Income inequality is not just a political issue for mixed-income couples in New York: It’s a personal one.
Just ask dancer Karen Pleasant, 44, of East Meadow. A wealthier banker boyfriend — “he made twice what I did” – paid most of their living expenses. But “I got tired of hearing, ‘Get a real job,’” so she left him.
He used money as a measure of personal worth, she explained, and “when one person is not fully able to appreciate what the other one does, it causes a strain.”
The Cinderella trope is a popular narrative in mythology, but in real life living happily ever after with a lover who earns more or less than you can be a delicate and difficult feat.
This is especially so in NYC, say therapists, where the average renter shovels 39.4% of their income into rent, according to a 2014 survey by Comptroller Scott Stringer.
Yet, NYC is also a city where opposites — arty, liberal arts types with modest incomes and handsomely recompensed finance professionals — do indeed attract.
And the cost of housing frequently pushes people into cohabitation before they have worked out how to handle the power imbalance that accompanies unequal paychecks.
“The priorities are changing,” as a result of the housing crisis, explained Stanley Teitelbaum, a midtown clinical psychologist and a member of the Financial Therapy Association.
Teitelbaum feels strongly that each partner should contribute “more or less in proportion to their earnings: If one makes twice as much, he can pay two-thirds. But it’s also important for the lesser-earning person to contribute something to the monthly expenses,” so he or she does become dependent on the wealthier partner, he said.
Yet, many couples move in presuming that expenses will be equally split — which can cause problems.
One woman seeing Matt Lundquist, a psychotherapist and director of Tribeca Therapy, “couldn’t afford to go out to dinner at the end of the month” while her partner was spending lavishly on himself.
“They just hadn’t thought about it. He had to kick in a larger share of the monthly expenses. But when things are working for you and you’re getting the better deal, you’re not likely to notice,” Lundquist said.
Unequal incomes force NYC couples to quickly confront their level of commitment: Planning for the future, whether it involves a bigger apartment, what to spend on a vacation or dinner, or how to raise kids, unveils whether a bond is lifelong or “for the duration.”
Andres Ortega, 31, a publicist who lives with his partner in a $2,200 a month 496-square feet studio in Long Island City, said the key in his relationship has been “being very transparent about our finances and what we’re comfortable with.”

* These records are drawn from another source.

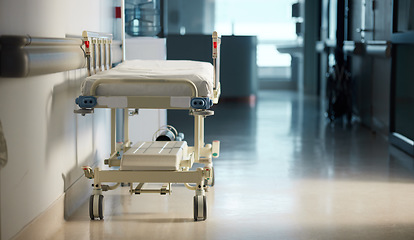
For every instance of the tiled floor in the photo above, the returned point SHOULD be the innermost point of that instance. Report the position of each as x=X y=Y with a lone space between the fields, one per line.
x=283 y=173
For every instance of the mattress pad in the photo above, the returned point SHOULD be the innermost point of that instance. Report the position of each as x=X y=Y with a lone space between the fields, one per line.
x=200 y=73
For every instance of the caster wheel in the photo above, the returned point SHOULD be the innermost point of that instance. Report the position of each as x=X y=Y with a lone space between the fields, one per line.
x=96 y=207
x=200 y=208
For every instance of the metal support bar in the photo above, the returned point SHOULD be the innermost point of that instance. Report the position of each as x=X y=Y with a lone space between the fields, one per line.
x=149 y=176
x=23 y=56
x=113 y=131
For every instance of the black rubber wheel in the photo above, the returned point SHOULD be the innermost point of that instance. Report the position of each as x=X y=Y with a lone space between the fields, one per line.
x=91 y=208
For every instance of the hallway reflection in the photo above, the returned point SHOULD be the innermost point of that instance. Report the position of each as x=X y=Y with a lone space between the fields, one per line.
x=283 y=173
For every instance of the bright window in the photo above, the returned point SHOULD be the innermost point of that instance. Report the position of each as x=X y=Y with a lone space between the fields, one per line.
x=269 y=20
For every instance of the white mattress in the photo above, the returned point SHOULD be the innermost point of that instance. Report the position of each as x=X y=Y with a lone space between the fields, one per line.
x=200 y=73
x=154 y=156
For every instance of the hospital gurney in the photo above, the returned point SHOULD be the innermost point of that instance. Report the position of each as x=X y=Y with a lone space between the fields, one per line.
x=135 y=84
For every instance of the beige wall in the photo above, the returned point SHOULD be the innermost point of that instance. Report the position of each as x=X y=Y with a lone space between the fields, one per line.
x=47 y=143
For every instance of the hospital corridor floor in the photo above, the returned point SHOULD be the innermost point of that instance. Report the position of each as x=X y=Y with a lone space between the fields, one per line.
x=283 y=173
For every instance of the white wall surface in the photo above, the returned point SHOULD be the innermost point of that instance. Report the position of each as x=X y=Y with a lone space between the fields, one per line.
x=47 y=143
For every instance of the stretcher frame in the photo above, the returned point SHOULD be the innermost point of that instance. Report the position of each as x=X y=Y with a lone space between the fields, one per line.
x=98 y=53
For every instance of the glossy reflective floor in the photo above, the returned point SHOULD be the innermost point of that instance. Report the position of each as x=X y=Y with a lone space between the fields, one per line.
x=283 y=173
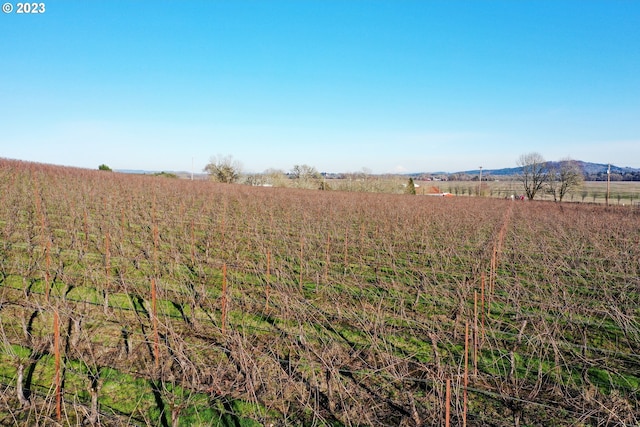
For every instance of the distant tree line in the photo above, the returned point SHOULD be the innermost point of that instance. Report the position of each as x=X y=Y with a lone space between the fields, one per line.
x=614 y=176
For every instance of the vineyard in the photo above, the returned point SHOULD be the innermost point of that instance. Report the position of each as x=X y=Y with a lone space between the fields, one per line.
x=139 y=300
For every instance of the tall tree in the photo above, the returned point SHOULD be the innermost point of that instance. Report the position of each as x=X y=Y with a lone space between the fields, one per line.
x=224 y=169
x=564 y=177
x=534 y=173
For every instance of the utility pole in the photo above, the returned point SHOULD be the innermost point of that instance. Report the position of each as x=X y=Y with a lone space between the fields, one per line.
x=608 y=181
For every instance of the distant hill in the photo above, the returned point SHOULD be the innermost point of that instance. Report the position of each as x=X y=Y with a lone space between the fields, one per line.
x=590 y=170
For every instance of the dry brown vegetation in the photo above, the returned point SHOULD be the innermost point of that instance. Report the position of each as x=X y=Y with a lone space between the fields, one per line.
x=147 y=301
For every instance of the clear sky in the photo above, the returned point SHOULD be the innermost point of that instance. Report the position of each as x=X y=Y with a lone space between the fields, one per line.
x=391 y=86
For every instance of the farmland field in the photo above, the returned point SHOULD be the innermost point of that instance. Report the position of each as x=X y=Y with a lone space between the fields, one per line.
x=136 y=300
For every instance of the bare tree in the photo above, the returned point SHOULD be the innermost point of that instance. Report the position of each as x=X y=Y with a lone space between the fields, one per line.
x=224 y=169
x=564 y=177
x=306 y=176
x=534 y=173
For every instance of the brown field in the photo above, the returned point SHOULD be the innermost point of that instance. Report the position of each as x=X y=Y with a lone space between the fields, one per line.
x=136 y=300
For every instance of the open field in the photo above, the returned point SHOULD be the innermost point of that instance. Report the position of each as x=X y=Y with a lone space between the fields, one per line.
x=136 y=300
x=621 y=193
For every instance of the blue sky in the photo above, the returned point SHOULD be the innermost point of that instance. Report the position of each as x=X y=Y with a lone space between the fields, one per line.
x=342 y=85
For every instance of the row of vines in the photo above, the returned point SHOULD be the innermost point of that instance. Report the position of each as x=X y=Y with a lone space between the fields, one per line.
x=137 y=300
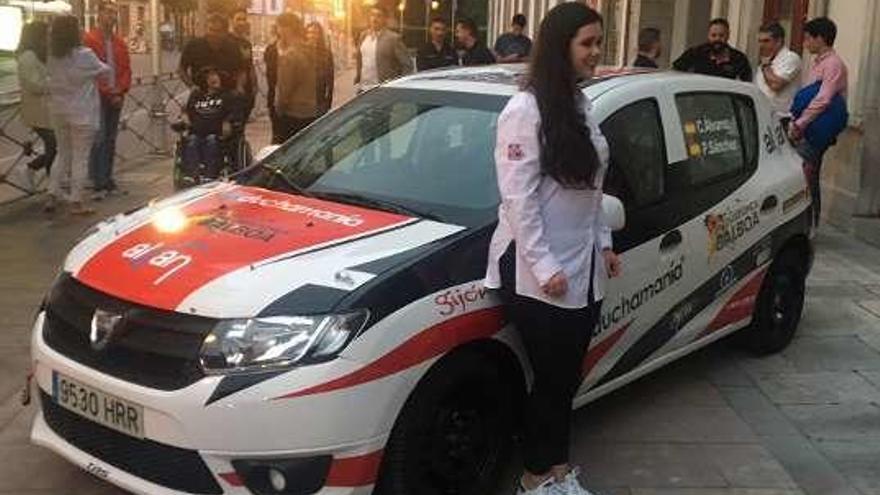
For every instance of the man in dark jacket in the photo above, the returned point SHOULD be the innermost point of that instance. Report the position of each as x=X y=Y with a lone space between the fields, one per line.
x=270 y=58
x=716 y=57
x=437 y=52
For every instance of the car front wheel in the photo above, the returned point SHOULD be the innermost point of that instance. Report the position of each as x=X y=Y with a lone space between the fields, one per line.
x=454 y=434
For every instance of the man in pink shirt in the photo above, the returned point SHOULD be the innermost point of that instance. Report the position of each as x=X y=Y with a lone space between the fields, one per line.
x=830 y=73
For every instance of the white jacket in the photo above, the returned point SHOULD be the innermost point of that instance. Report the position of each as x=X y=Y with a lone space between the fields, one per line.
x=555 y=228
x=74 y=95
x=33 y=78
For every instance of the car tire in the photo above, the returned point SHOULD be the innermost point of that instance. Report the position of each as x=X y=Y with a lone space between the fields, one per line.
x=778 y=309
x=454 y=435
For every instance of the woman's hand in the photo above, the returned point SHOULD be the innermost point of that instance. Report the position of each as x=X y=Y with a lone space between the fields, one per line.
x=557 y=286
x=612 y=263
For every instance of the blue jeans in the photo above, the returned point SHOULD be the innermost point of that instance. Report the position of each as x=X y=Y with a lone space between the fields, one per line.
x=202 y=150
x=104 y=147
x=812 y=157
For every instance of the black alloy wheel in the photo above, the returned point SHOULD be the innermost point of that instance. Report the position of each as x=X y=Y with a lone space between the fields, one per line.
x=779 y=306
x=454 y=435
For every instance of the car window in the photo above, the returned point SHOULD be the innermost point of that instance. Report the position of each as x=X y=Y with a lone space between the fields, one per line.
x=713 y=140
x=428 y=151
x=637 y=165
x=748 y=123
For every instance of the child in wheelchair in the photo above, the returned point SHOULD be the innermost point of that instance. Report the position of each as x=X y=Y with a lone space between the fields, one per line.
x=212 y=120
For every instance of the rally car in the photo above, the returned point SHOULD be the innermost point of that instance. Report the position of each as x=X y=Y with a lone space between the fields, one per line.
x=319 y=323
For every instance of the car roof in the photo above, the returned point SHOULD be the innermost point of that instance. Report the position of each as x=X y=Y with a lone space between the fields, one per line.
x=504 y=79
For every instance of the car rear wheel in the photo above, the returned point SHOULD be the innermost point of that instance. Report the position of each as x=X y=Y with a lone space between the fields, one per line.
x=454 y=434
x=779 y=306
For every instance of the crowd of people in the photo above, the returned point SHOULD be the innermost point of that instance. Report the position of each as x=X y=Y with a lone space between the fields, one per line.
x=73 y=87
x=74 y=84
x=812 y=106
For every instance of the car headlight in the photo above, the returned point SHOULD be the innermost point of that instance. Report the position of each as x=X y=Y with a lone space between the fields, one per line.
x=278 y=341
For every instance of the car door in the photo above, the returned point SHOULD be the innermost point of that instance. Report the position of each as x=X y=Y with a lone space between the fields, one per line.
x=654 y=253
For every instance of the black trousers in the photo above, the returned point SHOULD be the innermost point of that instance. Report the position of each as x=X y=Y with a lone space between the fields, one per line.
x=50 y=149
x=556 y=340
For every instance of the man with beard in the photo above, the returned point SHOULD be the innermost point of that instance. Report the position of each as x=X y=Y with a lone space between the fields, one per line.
x=216 y=49
x=716 y=57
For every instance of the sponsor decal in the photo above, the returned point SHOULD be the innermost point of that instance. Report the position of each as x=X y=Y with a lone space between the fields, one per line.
x=167 y=261
x=284 y=204
x=726 y=280
x=706 y=136
x=793 y=200
x=515 y=152
x=630 y=303
x=224 y=224
x=459 y=300
x=726 y=228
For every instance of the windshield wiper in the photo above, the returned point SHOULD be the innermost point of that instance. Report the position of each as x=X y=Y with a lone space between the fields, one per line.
x=277 y=172
x=380 y=204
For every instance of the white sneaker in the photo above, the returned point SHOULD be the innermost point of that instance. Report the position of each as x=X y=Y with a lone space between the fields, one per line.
x=545 y=488
x=570 y=485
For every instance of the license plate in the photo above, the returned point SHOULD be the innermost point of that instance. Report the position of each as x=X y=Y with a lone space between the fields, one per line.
x=100 y=407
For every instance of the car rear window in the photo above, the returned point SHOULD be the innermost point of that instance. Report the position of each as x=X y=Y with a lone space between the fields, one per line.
x=720 y=134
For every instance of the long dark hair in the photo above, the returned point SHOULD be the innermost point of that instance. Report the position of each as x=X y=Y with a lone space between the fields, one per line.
x=64 y=36
x=34 y=37
x=567 y=153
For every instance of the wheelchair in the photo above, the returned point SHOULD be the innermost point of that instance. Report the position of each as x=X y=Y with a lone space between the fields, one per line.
x=235 y=151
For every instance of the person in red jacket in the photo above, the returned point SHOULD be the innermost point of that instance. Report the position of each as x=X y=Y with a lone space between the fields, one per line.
x=112 y=50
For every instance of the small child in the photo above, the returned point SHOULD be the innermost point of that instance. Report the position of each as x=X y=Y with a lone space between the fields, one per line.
x=211 y=112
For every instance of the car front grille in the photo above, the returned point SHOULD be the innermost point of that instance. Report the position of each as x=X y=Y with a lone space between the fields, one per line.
x=171 y=467
x=153 y=348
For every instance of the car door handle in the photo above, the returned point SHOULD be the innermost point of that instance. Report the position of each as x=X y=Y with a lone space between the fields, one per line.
x=670 y=240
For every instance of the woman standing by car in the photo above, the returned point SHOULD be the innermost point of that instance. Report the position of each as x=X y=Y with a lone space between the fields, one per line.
x=75 y=109
x=552 y=251
x=323 y=63
x=33 y=81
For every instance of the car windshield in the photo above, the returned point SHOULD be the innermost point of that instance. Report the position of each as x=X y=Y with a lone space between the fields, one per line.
x=419 y=152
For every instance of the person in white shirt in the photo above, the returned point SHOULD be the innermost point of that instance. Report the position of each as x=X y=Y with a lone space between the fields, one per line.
x=75 y=108
x=777 y=74
x=551 y=251
x=33 y=78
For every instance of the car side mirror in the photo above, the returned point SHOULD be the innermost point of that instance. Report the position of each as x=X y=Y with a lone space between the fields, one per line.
x=265 y=151
x=613 y=212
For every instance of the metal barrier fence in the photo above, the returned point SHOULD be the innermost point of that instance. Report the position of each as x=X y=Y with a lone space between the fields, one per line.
x=152 y=104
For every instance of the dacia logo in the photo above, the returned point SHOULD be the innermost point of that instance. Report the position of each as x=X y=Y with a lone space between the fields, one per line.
x=104 y=325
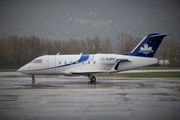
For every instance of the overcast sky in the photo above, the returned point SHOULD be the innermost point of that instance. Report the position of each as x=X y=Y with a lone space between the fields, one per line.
x=64 y=19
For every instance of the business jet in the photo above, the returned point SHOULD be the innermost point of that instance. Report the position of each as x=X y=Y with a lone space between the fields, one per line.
x=92 y=65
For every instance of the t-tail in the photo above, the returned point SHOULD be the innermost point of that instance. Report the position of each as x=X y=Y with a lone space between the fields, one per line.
x=148 y=46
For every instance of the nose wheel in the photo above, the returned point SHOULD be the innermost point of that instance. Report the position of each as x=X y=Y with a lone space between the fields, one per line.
x=92 y=78
x=33 y=79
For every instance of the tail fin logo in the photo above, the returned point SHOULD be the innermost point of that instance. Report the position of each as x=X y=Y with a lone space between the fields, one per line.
x=146 y=49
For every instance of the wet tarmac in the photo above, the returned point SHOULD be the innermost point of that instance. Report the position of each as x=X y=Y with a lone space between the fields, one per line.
x=67 y=98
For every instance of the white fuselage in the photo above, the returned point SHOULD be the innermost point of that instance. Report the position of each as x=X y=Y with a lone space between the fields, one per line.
x=84 y=64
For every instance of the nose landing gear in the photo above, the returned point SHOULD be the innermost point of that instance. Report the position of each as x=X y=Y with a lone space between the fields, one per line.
x=33 y=79
x=92 y=78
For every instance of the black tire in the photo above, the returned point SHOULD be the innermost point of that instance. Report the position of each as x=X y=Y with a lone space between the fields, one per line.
x=93 y=79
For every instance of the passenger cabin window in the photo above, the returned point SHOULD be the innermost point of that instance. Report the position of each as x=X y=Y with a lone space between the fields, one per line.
x=37 y=61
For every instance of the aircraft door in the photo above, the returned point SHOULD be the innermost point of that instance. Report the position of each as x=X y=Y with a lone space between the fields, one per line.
x=52 y=62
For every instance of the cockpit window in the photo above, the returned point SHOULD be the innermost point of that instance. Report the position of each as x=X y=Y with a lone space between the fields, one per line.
x=37 y=61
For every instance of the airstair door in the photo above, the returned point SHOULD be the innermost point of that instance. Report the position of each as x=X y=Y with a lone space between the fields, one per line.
x=52 y=62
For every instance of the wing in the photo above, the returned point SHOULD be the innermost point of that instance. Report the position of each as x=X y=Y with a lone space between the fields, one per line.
x=88 y=72
x=113 y=69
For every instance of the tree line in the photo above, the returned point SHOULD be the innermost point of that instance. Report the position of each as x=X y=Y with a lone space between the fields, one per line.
x=16 y=51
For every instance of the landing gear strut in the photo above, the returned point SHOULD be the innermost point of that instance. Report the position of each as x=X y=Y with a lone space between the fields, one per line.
x=92 y=78
x=33 y=79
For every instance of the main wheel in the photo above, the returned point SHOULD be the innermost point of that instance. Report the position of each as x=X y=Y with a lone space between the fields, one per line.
x=93 y=79
x=33 y=79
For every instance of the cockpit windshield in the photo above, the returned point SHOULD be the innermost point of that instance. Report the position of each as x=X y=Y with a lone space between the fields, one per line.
x=37 y=61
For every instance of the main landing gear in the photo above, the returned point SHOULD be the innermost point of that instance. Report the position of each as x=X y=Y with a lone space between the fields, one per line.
x=33 y=79
x=92 y=78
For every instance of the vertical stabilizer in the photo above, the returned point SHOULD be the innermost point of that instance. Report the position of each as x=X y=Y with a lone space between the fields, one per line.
x=148 y=46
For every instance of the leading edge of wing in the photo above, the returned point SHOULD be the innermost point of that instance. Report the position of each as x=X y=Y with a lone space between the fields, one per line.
x=87 y=72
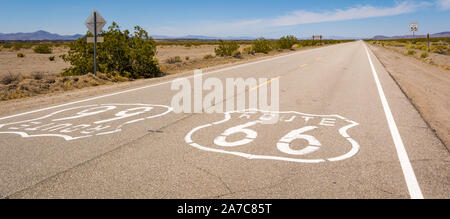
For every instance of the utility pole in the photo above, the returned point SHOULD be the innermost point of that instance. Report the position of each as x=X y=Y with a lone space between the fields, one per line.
x=95 y=43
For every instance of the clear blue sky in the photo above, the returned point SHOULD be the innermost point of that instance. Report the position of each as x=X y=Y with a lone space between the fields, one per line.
x=269 y=18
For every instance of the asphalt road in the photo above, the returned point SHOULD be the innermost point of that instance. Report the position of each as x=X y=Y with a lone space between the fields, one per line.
x=365 y=139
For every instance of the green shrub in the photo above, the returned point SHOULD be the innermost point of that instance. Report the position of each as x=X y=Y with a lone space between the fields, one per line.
x=440 y=49
x=11 y=78
x=262 y=45
x=173 y=60
x=237 y=54
x=424 y=55
x=7 y=46
x=43 y=49
x=411 y=52
x=209 y=56
x=122 y=54
x=17 y=46
x=287 y=42
x=248 y=50
x=37 y=75
x=226 y=48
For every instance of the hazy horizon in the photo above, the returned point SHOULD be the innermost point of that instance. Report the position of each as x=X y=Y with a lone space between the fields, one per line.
x=350 y=18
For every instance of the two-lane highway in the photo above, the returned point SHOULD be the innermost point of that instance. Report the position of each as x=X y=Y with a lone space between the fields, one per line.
x=344 y=130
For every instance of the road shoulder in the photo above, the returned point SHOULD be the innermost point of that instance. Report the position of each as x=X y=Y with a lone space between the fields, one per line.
x=426 y=86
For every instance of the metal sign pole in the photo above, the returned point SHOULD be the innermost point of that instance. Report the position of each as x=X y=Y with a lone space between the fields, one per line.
x=95 y=43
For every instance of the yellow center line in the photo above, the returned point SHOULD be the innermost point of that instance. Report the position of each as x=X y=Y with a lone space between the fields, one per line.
x=267 y=82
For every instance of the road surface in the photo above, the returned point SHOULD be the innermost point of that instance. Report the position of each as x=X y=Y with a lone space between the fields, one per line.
x=365 y=139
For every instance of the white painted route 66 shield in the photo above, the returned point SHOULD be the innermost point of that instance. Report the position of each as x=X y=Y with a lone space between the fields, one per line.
x=284 y=136
x=84 y=121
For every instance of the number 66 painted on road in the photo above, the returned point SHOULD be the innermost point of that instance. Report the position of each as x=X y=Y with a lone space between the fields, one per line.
x=283 y=145
x=328 y=123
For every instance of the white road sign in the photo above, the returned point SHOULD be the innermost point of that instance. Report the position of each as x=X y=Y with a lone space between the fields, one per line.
x=90 y=23
x=414 y=27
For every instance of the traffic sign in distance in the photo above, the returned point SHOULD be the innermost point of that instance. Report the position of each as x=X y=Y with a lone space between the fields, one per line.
x=90 y=23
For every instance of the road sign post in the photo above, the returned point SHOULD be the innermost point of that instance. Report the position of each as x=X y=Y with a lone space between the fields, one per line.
x=414 y=27
x=95 y=24
x=95 y=43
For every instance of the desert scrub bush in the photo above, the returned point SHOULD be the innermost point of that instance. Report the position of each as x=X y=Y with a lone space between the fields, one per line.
x=7 y=45
x=287 y=42
x=262 y=45
x=226 y=48
x=122 y=53
x=11 y=78
x=43 y=49
x=424 y=55
x=37 y=75
x=248 y=50
x=209 y=56
x=411 y=52
x=17 y=46
x=173 y=60
x=237 y=54
x=440 y=49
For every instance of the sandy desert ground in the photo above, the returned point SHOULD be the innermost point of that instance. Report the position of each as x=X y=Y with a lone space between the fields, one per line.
x=427 y=87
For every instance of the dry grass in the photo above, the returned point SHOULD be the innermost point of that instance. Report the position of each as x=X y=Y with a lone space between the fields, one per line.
x=15 y=86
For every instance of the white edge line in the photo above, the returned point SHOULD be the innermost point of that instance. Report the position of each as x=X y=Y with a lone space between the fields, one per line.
x=162 y=83
x=408 y=171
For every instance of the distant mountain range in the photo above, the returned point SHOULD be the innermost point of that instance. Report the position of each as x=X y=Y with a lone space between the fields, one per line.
x=442 y=34
x=38 y=35
x=44 y=35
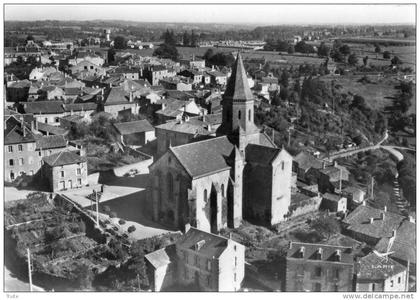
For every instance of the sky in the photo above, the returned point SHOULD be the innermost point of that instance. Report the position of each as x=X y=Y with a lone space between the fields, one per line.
x=239 y=13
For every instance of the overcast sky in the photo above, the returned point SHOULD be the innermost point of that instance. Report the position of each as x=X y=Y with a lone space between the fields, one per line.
x=242 y=13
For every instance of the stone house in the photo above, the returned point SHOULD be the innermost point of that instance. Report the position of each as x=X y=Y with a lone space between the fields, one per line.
x=135 y=133
x=370 y=225
x=211 y=262
x=65 y=170
x=319 y=268
x=334 y=203
x=375 y=273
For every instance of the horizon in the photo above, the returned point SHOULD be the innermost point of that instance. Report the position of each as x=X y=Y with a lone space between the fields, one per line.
x=245 y=14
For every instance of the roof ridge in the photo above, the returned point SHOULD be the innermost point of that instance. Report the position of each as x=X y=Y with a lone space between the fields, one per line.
x=206 y=140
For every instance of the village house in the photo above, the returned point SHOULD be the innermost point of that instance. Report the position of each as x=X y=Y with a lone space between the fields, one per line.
x=136 y=133
x=202 y=183
x=180 y=132
x=65 y=170
x=154 y=74
x=369 y=225
x=319 y=268
x=302 y=162
x=401 y=244
x=48 y=112
x=118 y=104
x=211 y=262
x=175 y=109
x=376 y=273
x=334 y=203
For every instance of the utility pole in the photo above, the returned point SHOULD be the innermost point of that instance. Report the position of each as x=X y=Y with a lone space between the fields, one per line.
x=372 y=182
x=97 y=208
x=29 y=269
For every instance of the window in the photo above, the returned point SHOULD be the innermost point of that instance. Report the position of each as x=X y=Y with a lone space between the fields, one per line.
x=318 y=272
x=336 y=273
x=205 y=195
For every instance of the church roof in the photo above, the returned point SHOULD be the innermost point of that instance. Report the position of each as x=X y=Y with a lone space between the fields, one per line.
x=237 y=87
x=204 y=157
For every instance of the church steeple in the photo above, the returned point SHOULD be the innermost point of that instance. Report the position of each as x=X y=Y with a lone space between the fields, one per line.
x=238 y=103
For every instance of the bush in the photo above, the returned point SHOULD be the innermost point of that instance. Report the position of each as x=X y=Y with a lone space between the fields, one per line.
x=131 y=229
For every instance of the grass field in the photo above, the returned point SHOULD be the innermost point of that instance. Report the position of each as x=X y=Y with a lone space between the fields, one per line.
x=379 y=94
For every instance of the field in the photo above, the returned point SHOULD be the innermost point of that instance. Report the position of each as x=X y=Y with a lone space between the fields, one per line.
x=379 y=94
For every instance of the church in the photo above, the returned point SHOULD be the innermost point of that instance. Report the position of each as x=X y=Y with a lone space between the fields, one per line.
x=215 y=183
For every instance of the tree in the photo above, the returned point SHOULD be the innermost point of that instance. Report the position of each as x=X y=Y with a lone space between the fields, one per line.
x=352 y=60
x=291 y=49
x=186 y=39
x=326 y=225
x=284 y=78
x=323 y=50
x=345 y=49
x=120 y=42
x=396 y=61
x=166 y=51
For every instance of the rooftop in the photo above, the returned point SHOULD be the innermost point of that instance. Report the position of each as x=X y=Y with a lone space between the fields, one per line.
x=63 y=158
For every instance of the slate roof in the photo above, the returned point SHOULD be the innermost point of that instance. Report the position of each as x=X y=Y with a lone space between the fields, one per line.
x=50 y=142
x=237 y=87
x=80 y=106
x=63 y=158
x=190 y=127
x=134 y=127
x=51 y=129
x=359 y=221
x=373 y=267
x=15 y=136
x=404 y=246
x=213 y=245
x=306 y=161
x=204 y=157
x=328 y=252
x=116 y=96
x=162 y=257
x=43 y=107
x=261 y=154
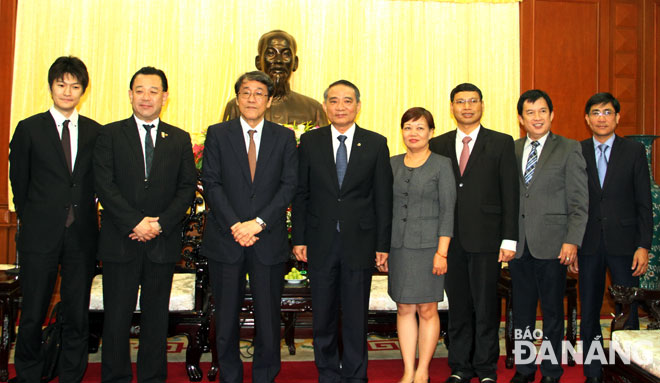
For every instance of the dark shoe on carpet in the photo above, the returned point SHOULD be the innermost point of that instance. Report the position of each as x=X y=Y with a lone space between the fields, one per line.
x=521 y=378
x=456 y=379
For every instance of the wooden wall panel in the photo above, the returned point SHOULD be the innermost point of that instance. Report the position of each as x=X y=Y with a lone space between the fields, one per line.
x=7 y=33
x=562 y=53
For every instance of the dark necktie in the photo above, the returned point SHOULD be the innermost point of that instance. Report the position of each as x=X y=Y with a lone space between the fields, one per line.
x=148 y=149
x=252 y=153
x=341 y=160
x=66 y=146
x=465 y=154
x=531 y=163
x=602 y=163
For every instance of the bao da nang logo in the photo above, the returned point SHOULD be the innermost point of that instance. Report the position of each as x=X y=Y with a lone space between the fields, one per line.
x=525 y=350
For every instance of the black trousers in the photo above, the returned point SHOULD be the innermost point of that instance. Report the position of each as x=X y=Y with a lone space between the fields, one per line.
x=471 y=285
x=593 y=268
x=120 y=289
x=38 y=274
x=228 y=286
x=533 y=279
x=337 y=288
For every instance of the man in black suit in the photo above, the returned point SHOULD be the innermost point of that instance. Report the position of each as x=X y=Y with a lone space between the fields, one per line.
x=145 y=180
x=342 y=221
x=620 y=225
x=249 y=175
x=53 y=183
x=485 y=234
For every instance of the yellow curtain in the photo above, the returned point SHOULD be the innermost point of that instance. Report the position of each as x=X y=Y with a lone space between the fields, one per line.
x=399 y=53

He and his higher-earning partner split all expenses equally, although Ortega is occasionally the beneficiary of a spontaneous act of generosity, such as a recent flight to Bermuda.
Ortega is comfortable with a 50-50 split as long as his monthly outflow doesn’t exceed “what I would spend if I lived alone. … If we get to the point that we want to move to a one-bedroom together, the question becomes one of my comfort and our commitment to each other: What is our future and our financial future together?”
For Arran Skinner, 40, a creative advisor for an NGO, the secret to happiness in his Upper East Side home is having “family meetings every other Sunday” about money and budgeting.
He and his fiancée, Melissa Petro, 36, a freelance writer who leads writing workshops for under-heard writers, have a joint banking account for household expenses.
While Skinner has more dough than Petro they budget as a team. Skinner, for example, gave Petro an interest-free loan of more than $5,000 to pay down her credit card debt because she couldn’t catch up to the 12% interest rate. “It was really practical: With her paying so much to the bank, we were losing money. It just made no sense for us as a couple for her to be giving all this money to someone else,” Skinner explained.